The Family Law Courts have the power under s 79 of the Family Law Act 1975 (Cth) (FLA) to make an order that alters the property or financial interests of parties (including third parties) to a marriage or de facto relationship where it is just and equitable to do so. See Stanford v Stanford (2012) 47 Fam LR 481. The equivalent provision for de facto relationships in Western Australia is the s 205ZG of the Family Court Act 1997 (WA) (FCWA). Proceedings seeking such orders are referred to within the profession as property settlement matters.

When the court decides it is just and equitable to make orders in proceedings for property settlement the court will, as far as practicable, make such orders as will finally determine the financial relationship between the parties to the marriage and avoid further proceedings between them: s 81 of the FLA (s 90ST in relation to de facto relationships except in Western Australia). The equivalent provision for de facto relationships in Western Australia is the s 205ZJ of the FCWA.

The court has the power to:

  • make a declaration as to the title or rights, if any, that party has in respect of property;
  • make orders as to the sale or partition and interim or permanent orders as to possession;
  • alter the interest of the parties to the marriage in property;
  • make orders affecting the interests of third parties; and
  • alter the interest of a bankrupt (if any) in the vested bankruptcy property: s 79(1) of the FLA (s 90SM(1) in relation to de facto relationships except in Western Australia). The equivalent provision for de facto relationships in Western Australia is the s 205ZG of the FCWA.

Section 79(4) of the FLA sets out the factors which the court must take into account when deciding whether to alter the property interests of the parties, commencing with the requirement that any order be just and equitable to the parties. In considering the factual circumstances of some cases, the court has simply decided that it would not be just and equitable to make any order altering property interests, while in other cases, property interests were altered to give a just and equitable result.

Using a logical process, the court must identify:

  • the assets and financial resources of the parties;
  • the financial contribution made directly or indirectly by a party to the marriage or a de facto relationship;
  • the contribution (other than a financial contribution) made directly or indirectly by a party;
  • the contribution made by a party to the marriage to the welfare of the family, including any contribution made in the capacity of homemaker or parent; and
  • any other relevant matters as set out in s 75(2) of FLA (the “future needs”) of a party.

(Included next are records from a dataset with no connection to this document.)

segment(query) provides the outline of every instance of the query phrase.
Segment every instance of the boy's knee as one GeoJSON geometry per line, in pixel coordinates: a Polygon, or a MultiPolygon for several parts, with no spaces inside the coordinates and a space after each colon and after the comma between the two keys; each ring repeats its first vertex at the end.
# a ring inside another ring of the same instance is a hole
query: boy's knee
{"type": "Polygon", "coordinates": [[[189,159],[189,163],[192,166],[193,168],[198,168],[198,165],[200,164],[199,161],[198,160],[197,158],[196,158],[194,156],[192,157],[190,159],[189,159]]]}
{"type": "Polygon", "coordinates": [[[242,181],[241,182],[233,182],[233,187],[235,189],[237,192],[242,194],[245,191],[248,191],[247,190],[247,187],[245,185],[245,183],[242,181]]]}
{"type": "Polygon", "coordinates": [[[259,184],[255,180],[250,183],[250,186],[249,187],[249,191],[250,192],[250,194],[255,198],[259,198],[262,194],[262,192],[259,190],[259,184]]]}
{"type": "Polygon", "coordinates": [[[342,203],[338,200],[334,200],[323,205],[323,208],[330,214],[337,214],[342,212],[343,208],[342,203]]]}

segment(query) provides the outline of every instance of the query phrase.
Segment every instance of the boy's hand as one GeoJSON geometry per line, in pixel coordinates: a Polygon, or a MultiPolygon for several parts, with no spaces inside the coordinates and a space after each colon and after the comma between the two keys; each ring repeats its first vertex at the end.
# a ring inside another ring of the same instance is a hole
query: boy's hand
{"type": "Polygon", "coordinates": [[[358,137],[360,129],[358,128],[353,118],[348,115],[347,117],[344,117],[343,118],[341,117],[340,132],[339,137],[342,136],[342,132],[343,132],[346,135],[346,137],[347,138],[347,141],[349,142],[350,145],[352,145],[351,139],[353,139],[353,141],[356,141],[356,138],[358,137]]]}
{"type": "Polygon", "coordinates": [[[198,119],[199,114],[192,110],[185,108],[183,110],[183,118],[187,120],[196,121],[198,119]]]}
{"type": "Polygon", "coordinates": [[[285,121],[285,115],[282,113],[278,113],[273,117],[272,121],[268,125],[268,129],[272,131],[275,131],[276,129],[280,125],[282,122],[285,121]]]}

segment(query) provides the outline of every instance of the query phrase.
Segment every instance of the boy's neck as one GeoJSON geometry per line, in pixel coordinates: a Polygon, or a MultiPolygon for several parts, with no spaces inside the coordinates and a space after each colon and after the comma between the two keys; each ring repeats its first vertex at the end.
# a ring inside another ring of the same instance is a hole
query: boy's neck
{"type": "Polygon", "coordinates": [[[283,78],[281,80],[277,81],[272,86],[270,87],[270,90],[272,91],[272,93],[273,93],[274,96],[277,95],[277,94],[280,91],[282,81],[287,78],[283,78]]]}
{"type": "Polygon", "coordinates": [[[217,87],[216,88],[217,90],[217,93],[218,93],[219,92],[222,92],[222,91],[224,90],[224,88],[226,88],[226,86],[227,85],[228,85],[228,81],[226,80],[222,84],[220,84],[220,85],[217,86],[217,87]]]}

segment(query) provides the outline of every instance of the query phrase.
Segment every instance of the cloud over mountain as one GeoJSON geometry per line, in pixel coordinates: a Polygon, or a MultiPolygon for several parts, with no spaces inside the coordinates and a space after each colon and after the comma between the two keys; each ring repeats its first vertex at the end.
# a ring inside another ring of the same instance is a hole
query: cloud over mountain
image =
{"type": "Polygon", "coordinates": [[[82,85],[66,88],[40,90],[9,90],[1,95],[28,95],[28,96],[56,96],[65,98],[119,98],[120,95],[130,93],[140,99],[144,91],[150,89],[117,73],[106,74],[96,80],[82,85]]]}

A multi-staged process is used by the profession and the court but with the acknowledgement that its role is confined to helping explain and apply the just and equitable requirement. This is consistent with the comments made by the Full Court in Norman & Norman [2010] FamCAFC 66 that the three-step or four-step process “merely illuminates the path to the ultimate result”.

Stage I: The identification and valuation of the matrimonial property

In this preliminary stage, the court will identify and value all assets, liabilities and financial resources that each party has an interest in. Property can include real property but also financial assets such as an inheritance, a windfall or superannuation.

See Identifying property and liabilities.

Stage II: The assessment of contributions by the parties

In this second stage, the court will assess the contributions, financial and non-financial, direct and indirect, made by each party to the property of the parties during the relationship.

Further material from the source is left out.